On the night of June 13, in pitch darkness, Dasch's team clambered out of the conning tower of U-boat 202, the
Innsbruck,
and lowered themselves into a heaving rubber dinghy. Crewmen from the sub began paddling the boat toward the shore, where the four saboteurs were landed on a fog-shrouded beach near Amagansett, Long Island, 105 miles east of New York City. Dasch's group were still burying some of their gear when out of the mist appeared a twenty-one-year-old rookie Coast Guardsman, John C. Cullen, armed only with a flashlight. On spotting Dasch, Cullen shouted, “Who are you?” Standard procedure would have dictated killing the Coast Guardsman and hiding the body.
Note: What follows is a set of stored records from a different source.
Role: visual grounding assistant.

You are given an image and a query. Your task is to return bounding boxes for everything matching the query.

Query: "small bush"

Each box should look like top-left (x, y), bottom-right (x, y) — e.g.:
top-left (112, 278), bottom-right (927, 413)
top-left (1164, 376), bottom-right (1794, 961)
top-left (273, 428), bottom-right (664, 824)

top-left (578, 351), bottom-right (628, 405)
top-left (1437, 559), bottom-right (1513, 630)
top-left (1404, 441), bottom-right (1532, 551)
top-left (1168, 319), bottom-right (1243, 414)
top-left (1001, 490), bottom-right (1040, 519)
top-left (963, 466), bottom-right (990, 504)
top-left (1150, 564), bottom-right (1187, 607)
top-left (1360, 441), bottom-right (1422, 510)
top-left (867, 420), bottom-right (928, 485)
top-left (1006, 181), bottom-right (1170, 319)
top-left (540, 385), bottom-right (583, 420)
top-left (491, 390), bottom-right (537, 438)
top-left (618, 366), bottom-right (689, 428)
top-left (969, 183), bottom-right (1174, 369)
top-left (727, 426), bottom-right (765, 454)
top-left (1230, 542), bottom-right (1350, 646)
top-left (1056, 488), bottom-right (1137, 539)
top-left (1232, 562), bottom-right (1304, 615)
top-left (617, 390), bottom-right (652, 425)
Instead, Dasch, a garrulous loudmouth, but no tough guy, pulled a gun and shoved $260 into Cullen's hand, warning him, “Forget about this.” Cullen hightailed it back to the Coast Guard station and immediately reported the improbable encounter to his superiors, who, in turn, called the FBI.
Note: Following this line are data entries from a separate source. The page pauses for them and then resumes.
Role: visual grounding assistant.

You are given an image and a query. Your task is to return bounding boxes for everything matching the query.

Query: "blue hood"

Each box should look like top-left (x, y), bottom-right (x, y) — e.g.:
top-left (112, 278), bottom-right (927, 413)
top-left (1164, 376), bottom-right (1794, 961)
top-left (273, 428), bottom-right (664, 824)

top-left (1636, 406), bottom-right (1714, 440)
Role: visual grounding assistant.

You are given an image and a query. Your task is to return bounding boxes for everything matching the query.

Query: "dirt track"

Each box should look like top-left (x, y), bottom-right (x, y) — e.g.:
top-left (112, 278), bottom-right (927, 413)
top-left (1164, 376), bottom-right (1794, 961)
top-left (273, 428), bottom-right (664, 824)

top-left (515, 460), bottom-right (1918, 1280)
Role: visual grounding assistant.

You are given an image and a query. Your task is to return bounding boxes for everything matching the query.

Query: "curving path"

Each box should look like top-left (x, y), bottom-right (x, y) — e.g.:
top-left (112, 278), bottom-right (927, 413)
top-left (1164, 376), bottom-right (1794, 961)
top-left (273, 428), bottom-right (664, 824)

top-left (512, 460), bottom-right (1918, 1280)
In the meantime, the Dasch team made its way to New York, where the men split and checked into two hotels, Dasch and Burger into the Governor Clinton and Heinck and Quirin into the Martinique. They began their mission in America by whooping it up, spending their unimaginable wealth on expensive clothes and fancy restaurants where Dasch, the onetime waiter, now played the free-spending patron and big tipper. Though a blowhard and not a leader—a psychiatrist would later describe him as suffering from an “obsessive, compulsive, neurotic, hysterical personality disorder”—Dasch was no fool. The close call on the Amagansett beach had opened his eyes to the perils of Pastorius. After a night on the town, back in their hotel room, Dasch probed his partner's commitment to the mission in a cautious conversation. He managed to persuade a receptive Burger that Pastorius was doomed. If they turned themselves in now, he argued, instead of being treated as enemies, they would be welcomed as heroes, feted by America, and might even get to meet the President. A few years before, Burger had run afoul of the Gestapo and had spent seventeen months in a concentration camp. He had been tortured and his pregnant wife had been so harshly interrogated that she suffered a miscarriage. He was only too willing to be talked out of the mission. On a Sunday evening, less than two days after their landing, Dasch telephoned the FBI and demanded to see J. Edgar Hoover personally. By the following Friday, he was at FBI headquarters in Washington, speaking not to Hoover, but to incredulous FBI agents. Dasch divulged everything, including the information that another four-man team, under Kerling, was to land at Ponte Vedra Beach south of Jacksonville, Florida.